TXL

1Introduction

It took me a little while to start understanding what TXL can do and how to use it. After success in applying XSLT for typesetting, and a failed attempt at an optimizing C compiler written in Common Lisp because the parser combinator library is bad at handling ANSI C, I rekindled my interest in this programming language.

I have a negative opinion on compiler optimization as I rooted to be an APL programmer. Why would someone even try to program in a inefficient way so compiler can optimize their program? If the programming language does not let you specify the program in the most direct way with the intended efficiency, it is probably a badly designed programming language.

However, although the motivation to me behind using TXL is for program optimization, TXL originated from a lack of compiler features back in the day of early programming language design ages. Not to speak of OOP extension, even the elsif and case statement can be a luxury.

Again, this writing is not about teaching TXL, but a general guide on how to understand the various design decisions made in it and how it is a programming language of its own kind.

2A Perlis Language

A language that doesn't affect the way you think about programming is not worth knowing.

Alan Perlis

TXL is a preprocessor. It parses input using a grammar description and applies a transform program to the parsed result.

The transform language used by TXL is closely related to two programming languages: Refal and XSLT.

Let's talk about XSLT first. It transforms XML documents, and is a pure functional language. An XSLT program is defined by a collection of transforms called templates. They either have targets matched using XPath specifiers in the current context of a node, or have a name to be explicitly referenced by apply template XSLT calls. By default, templates are only applied once unless otherwise explicitly programmed to be iterative.

The basic elements of the transform language of TXL, on the other hand, are rules and functions. Rules are matched in the entire document/program context using unification and are applied iteratively by default, while functions are more like the default XSLT template, matched only once in the current node context. The unification and iterative application closely resembles the evaluation model of Refal, at least in my opinion.

Unlike XSLT, which is optionally typed using XML Schema, TXL is strongly typed against the grammar. A replacement rule needs to be of the same type before and after the replacement. One way to work around that when the result needs to be a different type of node than the original is to construct against an empty node. Another more hacky method is using the ability to override grammar to blend the original and target types together, which is a common technique when TXL is used to transform a program in one programming language to another. This makes TXL less find grained compared to the nanopass framework, where the result of each pass can be a derived but different language.
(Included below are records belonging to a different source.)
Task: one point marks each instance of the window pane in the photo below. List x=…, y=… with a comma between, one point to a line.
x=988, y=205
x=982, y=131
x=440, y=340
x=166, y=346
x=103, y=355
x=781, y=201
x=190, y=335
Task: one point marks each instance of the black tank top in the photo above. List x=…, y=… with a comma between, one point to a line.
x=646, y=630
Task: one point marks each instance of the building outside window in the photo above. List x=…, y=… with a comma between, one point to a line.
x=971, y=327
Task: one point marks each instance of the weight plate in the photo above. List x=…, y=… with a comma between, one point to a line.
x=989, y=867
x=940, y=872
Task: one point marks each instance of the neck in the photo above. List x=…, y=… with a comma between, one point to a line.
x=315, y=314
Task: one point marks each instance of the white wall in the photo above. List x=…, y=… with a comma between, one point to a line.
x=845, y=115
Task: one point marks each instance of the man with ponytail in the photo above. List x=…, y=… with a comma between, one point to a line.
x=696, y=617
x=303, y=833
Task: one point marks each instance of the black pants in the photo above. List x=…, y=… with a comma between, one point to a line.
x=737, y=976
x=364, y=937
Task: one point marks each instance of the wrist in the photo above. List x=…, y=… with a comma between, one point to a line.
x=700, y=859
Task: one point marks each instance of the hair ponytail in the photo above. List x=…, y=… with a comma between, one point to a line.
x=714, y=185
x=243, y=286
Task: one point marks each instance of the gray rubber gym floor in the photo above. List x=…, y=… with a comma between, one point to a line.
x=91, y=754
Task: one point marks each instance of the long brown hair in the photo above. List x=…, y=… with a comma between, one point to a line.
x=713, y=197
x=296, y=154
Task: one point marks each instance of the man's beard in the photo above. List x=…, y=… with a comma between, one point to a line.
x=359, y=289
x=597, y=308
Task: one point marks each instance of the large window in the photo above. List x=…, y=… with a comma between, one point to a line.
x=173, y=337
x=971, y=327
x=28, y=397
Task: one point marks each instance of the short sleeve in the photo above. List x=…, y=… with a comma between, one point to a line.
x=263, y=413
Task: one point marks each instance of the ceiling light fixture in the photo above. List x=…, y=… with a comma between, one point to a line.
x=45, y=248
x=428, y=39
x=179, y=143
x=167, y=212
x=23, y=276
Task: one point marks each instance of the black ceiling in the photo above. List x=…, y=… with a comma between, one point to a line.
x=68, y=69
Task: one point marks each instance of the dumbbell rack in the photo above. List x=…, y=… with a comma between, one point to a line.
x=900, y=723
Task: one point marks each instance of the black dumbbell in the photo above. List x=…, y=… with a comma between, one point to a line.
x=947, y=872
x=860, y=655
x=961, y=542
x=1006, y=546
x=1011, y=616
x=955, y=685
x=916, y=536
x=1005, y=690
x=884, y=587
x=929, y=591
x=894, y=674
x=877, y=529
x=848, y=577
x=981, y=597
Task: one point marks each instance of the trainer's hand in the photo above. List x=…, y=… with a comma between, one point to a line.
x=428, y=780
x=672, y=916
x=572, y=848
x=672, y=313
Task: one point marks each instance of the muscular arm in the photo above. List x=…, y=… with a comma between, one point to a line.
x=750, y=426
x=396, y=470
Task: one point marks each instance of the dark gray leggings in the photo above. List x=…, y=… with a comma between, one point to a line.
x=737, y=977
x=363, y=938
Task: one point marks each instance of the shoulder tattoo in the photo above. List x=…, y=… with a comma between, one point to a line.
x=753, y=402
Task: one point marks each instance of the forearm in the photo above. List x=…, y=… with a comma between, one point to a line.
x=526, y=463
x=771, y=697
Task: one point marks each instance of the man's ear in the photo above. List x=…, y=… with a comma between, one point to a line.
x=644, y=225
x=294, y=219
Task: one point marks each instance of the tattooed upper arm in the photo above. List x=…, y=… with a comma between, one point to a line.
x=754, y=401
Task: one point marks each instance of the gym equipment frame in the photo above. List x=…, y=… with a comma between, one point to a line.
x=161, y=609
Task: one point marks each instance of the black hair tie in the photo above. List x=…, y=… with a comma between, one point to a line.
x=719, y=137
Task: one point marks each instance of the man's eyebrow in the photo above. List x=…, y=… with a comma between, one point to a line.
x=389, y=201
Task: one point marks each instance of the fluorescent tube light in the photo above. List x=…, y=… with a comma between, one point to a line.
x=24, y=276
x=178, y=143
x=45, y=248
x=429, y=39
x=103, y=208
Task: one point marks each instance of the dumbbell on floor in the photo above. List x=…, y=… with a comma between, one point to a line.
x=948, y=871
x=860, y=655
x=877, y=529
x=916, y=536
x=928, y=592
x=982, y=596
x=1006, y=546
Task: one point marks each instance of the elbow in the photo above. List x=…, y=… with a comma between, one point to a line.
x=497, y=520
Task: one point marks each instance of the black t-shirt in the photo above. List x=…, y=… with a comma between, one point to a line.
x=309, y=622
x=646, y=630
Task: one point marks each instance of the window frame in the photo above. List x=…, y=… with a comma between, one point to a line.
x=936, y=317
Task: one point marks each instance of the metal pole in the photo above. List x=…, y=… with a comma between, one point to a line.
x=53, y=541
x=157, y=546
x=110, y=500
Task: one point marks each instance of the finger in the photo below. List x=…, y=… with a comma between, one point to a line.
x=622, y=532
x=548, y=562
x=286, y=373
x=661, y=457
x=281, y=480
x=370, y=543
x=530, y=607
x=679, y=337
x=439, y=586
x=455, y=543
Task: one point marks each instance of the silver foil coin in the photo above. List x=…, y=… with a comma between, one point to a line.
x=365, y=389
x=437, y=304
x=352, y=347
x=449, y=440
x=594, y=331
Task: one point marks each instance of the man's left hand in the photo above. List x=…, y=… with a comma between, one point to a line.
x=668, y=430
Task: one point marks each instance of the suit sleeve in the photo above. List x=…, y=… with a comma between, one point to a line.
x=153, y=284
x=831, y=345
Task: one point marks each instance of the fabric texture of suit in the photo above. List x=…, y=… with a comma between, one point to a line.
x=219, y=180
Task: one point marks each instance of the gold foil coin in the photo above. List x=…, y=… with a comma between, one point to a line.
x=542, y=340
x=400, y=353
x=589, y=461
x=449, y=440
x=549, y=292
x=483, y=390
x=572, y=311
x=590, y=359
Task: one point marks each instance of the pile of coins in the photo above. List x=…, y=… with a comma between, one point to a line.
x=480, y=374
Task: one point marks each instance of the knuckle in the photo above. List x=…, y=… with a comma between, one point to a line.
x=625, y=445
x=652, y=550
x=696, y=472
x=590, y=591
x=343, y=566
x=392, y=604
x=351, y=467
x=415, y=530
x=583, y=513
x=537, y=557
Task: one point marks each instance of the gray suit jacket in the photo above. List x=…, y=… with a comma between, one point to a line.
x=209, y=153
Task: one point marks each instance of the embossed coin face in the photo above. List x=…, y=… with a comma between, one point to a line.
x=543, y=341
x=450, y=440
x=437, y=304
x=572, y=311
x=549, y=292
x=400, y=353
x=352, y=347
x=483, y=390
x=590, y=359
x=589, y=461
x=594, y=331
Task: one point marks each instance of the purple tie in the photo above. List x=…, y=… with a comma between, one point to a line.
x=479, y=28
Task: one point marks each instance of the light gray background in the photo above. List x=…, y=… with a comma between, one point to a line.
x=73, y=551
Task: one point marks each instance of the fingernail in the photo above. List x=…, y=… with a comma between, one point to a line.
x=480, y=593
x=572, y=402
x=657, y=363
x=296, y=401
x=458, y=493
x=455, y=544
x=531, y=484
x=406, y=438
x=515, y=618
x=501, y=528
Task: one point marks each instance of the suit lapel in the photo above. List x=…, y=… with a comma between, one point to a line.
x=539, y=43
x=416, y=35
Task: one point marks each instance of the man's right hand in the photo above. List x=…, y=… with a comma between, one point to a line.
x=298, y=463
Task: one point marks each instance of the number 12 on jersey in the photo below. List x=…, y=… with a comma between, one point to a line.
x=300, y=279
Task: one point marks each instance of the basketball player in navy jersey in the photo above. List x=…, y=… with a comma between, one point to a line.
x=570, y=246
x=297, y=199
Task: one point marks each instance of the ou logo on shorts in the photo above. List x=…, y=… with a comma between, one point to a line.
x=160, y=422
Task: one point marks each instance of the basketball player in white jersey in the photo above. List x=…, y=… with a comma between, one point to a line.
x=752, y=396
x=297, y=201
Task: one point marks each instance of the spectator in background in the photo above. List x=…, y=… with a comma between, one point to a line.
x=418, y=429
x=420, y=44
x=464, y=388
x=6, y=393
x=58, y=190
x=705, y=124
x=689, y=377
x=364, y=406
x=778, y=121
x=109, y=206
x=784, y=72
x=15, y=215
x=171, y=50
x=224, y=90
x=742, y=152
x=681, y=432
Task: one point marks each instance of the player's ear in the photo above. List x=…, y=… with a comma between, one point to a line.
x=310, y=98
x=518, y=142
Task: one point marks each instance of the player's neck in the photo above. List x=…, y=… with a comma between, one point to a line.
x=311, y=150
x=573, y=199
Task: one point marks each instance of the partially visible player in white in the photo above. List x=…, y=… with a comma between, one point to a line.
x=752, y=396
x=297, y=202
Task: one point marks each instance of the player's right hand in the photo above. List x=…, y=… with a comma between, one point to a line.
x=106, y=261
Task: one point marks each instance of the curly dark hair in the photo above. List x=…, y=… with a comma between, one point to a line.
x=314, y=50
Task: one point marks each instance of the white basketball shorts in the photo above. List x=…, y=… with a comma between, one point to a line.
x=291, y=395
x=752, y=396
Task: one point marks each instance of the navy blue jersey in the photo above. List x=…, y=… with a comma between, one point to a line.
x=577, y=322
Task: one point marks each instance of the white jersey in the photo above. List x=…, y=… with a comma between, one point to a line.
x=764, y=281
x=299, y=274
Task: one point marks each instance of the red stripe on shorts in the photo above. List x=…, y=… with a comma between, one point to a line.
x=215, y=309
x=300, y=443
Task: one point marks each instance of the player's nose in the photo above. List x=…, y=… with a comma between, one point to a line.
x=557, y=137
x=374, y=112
3Grammar as the First-Class Citizen

In most language transformation tools, the grammar is an implementation detail — you feed it a description and it gives you a parser. In TXL, the grammar is the program. You do not write a grammar and then separately write transformation code that happens to be aware of it; the grammar definitions and the rules that rewrite parsed terms are written in the same file, interleaved, and the type system of the rules is derived directly from the grammar nonterminals.

This has a practical consequence that becomes obvious once you try to extend an existing TXL program for a language you did not define yourself. TXL allows grammar rules to be overridden: a later definition of a nonterminal can replace or augment an earlier one. This is the mechanism behind the common idiom of borrowing a base grammar for a language and adding new nonterminals for the source and target constructs you care about, without touching the original grammar file. The approach is less surgical than nanopass but considerably simpler to set up for a single transformation pass over real-world source code.

Consider a minimal illustration. Suppose the base grammar defines:

  |define statement
  |    [assignment_statement]
  |  | [if_statement]
  |  | [while_statement]
5 |end define

To add a new construct without modifying this definition, one writes:

  |redefine statement
  |    [statement]
  |  | [new_construct]
  |end redefine

The original alternatives are preserved by the [statement] reference; the new alternative is appended. The rule that rewrites new_construct back into standard statements can then be written separately, keeping the transformation logic close to the grammar extension that motivates it.

4Backtracking and Determinism

A rule in TXL succeeds or fails. When a rule fails to match, TXL does not raise an error by default; it simply leaves the current node unchanged and moves on. This silent non-match behaviour is what makes the iterative application of rules safe: a rule will fire everywhere it can and do nothing elsewhere. The consequence is that TXL programs tend to be written in a style closer to logic programming than to procedural rewriting systems — you describe what a valid match looks like and what it should become, and the engine handles traversal.

Functions, by contrast, are expected to match exactly once in their calling context. A function that fails to match is a program error. This distinction between the try everywhere, silently skip semantics of rules and the match exactly here, fail loudly semantics of functions maps roughly onto the distinction between a schema-directed rewrite and a named template call in XSLT, which should be familiar territory for anyone who has written non-trivial stylesheets.

One subtlety that surprises newcomers is that the iterative application of a rule is not a simple fixed-point iteration over the original tree. TXL applies rules in a depth-first, outside-in traversal, and the result of a successful rewrite is itself subject to further rewriting in the same pass. This means a poorly written rule that always matches its own output will loop indefinitely. The discipline required is similar to writing terminating rewrite systems in term rewriting theory, and TXL provides no automatic termination check.